Juiciness: Searing over high heat at the end of the cook allows the muscle fibers to retain more water content, making the meat juicier.
Smokiness: Smoking before searing allows the smoke flavor to be infused into the meat before the outside is caramelized.
Happiness: Since the meat is rested after smoking and before searing, you can enjoy it hot off the smoker.
Should you sear steak before or after smoking?
Whether you sear steak before or after smoking it really depends on your personal preference. If you’ve never tried reverse searing, we highly recommend the technique. The reverse-sear method uses low heat to bring the internal temperature up to about 122°F before finishing with a high-heat sear for a browned, sizzling crust and irresistible meaty taste and aroma from the Maillard reaction.
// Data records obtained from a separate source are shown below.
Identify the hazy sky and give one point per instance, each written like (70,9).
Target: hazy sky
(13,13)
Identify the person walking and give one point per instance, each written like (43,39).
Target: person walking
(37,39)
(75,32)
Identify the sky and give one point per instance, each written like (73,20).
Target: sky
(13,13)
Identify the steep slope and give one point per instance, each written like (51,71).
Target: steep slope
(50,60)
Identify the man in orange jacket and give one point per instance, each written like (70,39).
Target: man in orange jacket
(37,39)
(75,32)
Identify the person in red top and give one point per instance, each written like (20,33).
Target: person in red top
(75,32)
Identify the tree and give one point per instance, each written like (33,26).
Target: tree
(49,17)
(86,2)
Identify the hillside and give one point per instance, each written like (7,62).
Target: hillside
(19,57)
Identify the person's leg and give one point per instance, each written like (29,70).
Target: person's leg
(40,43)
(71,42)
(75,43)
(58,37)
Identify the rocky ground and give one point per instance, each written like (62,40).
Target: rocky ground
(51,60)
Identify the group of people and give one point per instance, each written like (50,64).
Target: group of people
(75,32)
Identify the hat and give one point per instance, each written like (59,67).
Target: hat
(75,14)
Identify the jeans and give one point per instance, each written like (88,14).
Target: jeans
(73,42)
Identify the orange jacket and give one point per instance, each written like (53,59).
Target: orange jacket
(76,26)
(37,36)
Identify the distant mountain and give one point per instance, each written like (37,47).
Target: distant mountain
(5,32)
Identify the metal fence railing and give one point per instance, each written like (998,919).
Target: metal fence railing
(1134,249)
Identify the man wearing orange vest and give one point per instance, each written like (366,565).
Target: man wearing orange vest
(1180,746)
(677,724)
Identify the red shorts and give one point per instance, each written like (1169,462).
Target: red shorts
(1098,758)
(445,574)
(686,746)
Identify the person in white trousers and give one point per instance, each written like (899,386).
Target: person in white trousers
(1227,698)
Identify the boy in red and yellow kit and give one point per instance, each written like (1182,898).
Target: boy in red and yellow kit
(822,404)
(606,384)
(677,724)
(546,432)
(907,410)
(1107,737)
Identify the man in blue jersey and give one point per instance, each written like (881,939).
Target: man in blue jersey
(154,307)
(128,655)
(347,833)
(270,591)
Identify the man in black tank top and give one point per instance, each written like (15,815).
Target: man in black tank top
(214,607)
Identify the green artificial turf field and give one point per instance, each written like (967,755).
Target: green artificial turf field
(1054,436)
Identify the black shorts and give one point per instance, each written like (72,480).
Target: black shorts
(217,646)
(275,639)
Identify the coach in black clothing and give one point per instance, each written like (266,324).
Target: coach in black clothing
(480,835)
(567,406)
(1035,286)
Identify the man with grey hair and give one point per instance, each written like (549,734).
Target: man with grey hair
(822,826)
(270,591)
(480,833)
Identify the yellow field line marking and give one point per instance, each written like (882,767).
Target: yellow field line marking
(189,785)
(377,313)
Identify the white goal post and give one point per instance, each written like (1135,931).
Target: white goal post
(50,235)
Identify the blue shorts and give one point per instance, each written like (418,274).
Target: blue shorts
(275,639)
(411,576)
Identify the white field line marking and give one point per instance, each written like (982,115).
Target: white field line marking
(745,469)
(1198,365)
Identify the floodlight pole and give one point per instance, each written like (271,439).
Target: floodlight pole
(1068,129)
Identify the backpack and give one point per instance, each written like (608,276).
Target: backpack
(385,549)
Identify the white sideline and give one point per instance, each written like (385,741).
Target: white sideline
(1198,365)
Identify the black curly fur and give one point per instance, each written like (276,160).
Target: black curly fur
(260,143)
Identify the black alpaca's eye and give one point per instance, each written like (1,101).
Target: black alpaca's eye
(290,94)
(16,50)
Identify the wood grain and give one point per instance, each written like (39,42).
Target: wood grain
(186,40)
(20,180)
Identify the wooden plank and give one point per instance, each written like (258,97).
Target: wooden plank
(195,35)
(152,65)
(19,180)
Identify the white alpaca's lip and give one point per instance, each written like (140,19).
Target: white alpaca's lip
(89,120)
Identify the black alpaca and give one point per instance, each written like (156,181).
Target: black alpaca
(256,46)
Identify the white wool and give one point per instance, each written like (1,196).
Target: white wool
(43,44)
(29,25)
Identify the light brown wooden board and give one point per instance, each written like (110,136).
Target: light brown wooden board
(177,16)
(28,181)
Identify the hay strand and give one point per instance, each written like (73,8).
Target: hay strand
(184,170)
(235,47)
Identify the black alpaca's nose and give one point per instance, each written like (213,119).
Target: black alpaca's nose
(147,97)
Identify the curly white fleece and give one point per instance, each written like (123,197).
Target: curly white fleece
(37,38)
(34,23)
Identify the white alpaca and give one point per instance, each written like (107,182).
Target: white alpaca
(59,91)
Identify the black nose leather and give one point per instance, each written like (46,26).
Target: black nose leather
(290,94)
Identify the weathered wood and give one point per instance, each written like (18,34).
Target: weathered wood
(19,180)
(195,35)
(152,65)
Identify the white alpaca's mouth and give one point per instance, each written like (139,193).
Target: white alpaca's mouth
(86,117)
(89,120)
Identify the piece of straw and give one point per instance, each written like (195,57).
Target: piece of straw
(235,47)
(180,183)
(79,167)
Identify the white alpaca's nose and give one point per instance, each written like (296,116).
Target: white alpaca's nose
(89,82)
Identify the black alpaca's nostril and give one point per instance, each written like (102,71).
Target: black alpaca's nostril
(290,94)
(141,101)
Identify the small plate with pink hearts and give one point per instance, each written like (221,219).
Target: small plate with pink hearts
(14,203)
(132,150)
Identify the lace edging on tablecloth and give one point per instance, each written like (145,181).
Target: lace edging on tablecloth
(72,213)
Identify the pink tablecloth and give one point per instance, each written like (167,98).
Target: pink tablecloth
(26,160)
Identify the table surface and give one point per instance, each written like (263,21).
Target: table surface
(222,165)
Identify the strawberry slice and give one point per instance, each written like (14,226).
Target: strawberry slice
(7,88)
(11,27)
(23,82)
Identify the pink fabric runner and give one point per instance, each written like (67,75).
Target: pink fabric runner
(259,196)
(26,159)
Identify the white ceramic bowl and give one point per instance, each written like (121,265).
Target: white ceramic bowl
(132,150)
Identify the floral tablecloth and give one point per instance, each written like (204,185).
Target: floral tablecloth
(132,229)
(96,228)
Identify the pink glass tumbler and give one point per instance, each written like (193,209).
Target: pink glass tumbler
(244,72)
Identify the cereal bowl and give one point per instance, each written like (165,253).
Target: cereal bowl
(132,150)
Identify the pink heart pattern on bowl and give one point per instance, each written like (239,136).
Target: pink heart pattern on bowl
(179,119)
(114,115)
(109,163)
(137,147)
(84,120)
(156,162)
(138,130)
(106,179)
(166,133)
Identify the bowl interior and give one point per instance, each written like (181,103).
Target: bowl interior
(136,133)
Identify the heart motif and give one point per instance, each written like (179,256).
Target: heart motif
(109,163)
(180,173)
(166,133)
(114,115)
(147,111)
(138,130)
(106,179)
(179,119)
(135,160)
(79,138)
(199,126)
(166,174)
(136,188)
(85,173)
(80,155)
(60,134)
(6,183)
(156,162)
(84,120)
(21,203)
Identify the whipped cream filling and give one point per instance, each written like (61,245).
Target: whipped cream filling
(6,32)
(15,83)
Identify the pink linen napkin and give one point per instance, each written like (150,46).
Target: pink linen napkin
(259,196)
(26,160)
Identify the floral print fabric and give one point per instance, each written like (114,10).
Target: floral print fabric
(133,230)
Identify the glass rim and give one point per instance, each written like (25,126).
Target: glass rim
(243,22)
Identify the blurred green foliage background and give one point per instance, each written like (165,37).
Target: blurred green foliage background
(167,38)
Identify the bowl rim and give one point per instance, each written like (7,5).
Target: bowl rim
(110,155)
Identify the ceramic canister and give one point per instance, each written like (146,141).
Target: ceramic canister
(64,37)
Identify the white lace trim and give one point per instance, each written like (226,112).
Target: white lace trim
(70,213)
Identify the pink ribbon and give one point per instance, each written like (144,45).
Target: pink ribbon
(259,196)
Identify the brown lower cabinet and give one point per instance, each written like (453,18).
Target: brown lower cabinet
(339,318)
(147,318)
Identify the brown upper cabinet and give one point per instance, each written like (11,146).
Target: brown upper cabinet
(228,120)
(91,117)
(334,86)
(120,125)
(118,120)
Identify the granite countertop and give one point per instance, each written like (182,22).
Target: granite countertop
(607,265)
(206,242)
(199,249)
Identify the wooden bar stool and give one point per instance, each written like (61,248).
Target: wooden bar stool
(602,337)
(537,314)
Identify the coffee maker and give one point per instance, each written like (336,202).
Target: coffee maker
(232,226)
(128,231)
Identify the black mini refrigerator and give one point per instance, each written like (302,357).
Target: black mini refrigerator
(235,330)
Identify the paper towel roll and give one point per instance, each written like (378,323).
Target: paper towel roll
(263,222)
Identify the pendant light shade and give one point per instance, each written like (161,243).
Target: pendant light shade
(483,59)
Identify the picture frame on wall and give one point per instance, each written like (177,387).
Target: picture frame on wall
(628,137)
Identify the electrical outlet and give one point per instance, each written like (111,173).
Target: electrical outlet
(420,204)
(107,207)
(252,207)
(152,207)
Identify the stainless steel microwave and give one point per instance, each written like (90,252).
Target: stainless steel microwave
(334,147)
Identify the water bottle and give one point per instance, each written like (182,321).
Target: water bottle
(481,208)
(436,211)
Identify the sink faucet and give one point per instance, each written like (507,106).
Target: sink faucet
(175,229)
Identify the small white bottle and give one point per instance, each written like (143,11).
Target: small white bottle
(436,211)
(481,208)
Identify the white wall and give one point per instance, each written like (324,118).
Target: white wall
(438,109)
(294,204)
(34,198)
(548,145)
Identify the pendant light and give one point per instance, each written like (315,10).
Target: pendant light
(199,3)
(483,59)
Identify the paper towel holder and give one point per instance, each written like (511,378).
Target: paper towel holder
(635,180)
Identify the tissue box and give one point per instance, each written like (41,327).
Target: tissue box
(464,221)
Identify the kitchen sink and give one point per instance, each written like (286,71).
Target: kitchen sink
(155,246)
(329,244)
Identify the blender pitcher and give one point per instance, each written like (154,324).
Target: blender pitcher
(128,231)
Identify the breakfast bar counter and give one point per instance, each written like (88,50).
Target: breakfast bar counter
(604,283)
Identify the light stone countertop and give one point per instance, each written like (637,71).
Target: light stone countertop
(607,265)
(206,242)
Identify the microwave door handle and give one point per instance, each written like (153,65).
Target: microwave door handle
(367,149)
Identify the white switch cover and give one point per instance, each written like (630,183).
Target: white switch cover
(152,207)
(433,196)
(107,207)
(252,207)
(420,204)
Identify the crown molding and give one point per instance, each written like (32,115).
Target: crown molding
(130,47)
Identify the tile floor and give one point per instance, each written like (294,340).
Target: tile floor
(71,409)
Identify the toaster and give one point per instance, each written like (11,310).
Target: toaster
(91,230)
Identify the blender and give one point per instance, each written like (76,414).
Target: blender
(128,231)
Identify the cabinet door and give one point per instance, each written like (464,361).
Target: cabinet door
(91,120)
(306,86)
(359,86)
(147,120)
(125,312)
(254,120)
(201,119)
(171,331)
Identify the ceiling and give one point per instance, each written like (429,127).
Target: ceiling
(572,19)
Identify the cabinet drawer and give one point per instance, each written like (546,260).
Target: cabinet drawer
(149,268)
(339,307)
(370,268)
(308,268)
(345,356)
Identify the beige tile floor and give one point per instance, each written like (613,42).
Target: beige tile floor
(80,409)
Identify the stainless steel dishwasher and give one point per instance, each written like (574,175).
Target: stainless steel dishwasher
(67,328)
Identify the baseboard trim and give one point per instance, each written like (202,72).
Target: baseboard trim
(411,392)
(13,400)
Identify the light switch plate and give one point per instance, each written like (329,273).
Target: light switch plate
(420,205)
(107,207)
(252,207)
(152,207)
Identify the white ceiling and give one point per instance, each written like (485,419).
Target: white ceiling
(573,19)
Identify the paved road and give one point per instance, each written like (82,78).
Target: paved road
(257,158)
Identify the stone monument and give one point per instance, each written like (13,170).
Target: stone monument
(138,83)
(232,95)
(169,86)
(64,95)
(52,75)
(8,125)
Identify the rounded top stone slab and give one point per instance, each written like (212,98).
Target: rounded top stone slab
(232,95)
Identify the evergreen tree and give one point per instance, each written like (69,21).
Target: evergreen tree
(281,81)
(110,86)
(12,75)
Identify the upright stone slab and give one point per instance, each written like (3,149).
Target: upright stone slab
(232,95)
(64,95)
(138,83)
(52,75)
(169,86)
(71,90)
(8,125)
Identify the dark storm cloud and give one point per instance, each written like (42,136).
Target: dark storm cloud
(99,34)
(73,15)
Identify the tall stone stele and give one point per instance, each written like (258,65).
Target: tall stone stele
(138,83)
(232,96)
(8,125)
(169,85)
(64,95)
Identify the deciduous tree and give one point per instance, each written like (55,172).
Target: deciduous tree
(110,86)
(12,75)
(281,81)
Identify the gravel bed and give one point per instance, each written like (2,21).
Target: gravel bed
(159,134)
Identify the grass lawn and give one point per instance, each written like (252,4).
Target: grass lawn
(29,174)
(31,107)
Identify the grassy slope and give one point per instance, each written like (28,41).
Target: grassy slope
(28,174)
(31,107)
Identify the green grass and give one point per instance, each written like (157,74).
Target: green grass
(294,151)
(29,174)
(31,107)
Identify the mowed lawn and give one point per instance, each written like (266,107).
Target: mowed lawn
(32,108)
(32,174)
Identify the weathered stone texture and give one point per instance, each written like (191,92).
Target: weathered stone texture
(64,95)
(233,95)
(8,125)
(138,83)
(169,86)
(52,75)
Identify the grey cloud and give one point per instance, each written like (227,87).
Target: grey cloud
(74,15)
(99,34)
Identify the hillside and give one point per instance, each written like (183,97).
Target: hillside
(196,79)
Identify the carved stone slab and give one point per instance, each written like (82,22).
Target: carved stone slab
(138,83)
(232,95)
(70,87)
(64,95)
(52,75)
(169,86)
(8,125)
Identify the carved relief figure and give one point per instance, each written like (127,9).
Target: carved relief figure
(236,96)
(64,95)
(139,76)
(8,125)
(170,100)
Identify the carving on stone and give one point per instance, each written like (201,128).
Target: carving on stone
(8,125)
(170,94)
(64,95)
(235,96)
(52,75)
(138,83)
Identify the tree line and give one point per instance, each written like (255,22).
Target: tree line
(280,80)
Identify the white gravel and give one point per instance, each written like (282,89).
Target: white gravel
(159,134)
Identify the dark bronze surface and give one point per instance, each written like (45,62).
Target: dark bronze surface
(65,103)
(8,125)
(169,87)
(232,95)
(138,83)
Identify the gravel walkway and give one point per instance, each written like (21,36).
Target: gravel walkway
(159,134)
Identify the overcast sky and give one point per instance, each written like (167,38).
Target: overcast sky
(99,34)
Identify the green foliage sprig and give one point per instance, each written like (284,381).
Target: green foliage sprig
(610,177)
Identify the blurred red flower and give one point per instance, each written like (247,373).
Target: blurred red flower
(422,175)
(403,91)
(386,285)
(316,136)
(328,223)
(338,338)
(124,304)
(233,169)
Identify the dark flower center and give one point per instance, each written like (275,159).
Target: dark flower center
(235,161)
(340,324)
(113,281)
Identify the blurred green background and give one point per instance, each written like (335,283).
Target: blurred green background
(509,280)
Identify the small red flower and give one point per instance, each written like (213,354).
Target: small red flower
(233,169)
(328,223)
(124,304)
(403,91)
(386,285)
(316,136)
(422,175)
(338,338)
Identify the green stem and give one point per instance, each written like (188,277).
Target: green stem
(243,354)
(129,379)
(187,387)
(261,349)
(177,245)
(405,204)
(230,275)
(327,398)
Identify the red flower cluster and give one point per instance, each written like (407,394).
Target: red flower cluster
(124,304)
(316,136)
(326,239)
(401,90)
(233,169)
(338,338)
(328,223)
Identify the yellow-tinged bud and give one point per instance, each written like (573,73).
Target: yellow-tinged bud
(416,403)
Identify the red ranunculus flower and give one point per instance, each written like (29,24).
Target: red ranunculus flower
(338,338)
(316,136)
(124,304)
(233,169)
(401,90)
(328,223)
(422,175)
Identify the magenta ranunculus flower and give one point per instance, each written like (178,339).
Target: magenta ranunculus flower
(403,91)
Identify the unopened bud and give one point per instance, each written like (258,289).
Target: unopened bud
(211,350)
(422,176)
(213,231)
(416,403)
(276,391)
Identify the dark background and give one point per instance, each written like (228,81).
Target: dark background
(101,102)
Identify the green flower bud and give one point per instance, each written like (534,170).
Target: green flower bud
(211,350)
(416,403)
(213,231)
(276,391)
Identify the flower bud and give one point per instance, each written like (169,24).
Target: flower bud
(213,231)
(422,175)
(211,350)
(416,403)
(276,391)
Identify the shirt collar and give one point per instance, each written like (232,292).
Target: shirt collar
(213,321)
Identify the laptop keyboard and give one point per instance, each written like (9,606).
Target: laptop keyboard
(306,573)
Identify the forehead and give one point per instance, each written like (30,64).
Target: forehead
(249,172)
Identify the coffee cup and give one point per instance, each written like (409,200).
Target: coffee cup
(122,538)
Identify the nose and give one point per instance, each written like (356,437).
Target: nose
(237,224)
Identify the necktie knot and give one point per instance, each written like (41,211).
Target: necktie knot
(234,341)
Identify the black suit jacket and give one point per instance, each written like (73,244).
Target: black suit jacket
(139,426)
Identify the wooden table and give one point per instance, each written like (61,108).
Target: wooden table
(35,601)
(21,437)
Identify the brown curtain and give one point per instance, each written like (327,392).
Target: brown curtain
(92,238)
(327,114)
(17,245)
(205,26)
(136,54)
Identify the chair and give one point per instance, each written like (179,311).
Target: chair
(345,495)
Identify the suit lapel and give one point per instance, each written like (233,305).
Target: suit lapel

Can you reverse sear steak in a smoker?
Yes. All you need is a smoker and a high-heat source for the final sear. The high-heat source varies depending on the type of smoker, as listed below for reference when reverse-searing on an offset smoker, drum smoker or pellet grill.
Can you reverse sear on an offset smoker?
Absolutely. If you’re cooking with an offset smoker, after smoking the meat in the cooking chamber, you can sear it in the firebox over hot coals or wood.
How do you reverse sear on a drum smoker?
For drum smokers, begin your cook with the heat diffuser in the smoking position with the legs facing up for low-temp heat to smoke the meat to doneness. Flip the heat diffuser over to switch to grilling position with the legs facing down and the charcoal basket on top of the heat diffuser to give it a high-heat sear.
How is reverse searing done on a pellet grill?
Pellet grills make reverse searing almost too easy. Set the cooking temperature to 200°F. Insert the temperature probe and cook until your target temperature is reached. Increase grill temperature to HIGH and place the meat on the center grate for the finishing sear.
How long does it take to smoke a steak at 200°F?
Cook time varies greatly when smoking steaks depending on the cut and thickness of the steak, the consistency of your smoker’s temperature and your desired doneness. A good rule of thumb is 1 hour for every 1 1/2 pounds of meat.
At what temp do you reverse sear?
For the beginning of the process, smoke the meat between 200° and 250°F, then sear it at 500°F.
1. Smoke your meat between 200° and 250°F until the internal temperature reaches about 10 to 15 degrees less than your desired doneness temperature.
2. Remove meat from heat and rest until the internal temperate rises to its maximum off-grill temperature and begins to fall.
HOT TIP: Giving your meat the time it needs to rest allows juices to redistribute, retaining moisture for tender meat. The internal temperature will continue to rise 10 to 15 degrees until it levels out and then begins to fall.
3. Sear the meat over the hottest heat, about 500°F for 1 to 2 minutes per side to add a smoky, caramelized crust
The difference between reverse-seared meat and searing at the beginning is that the degree of doneness is consistent from the center almost to the edge. If you’re not careful, the traditional searing method can result in a thick ring of well-done meat on the outside and a rare bulls-eye in the center.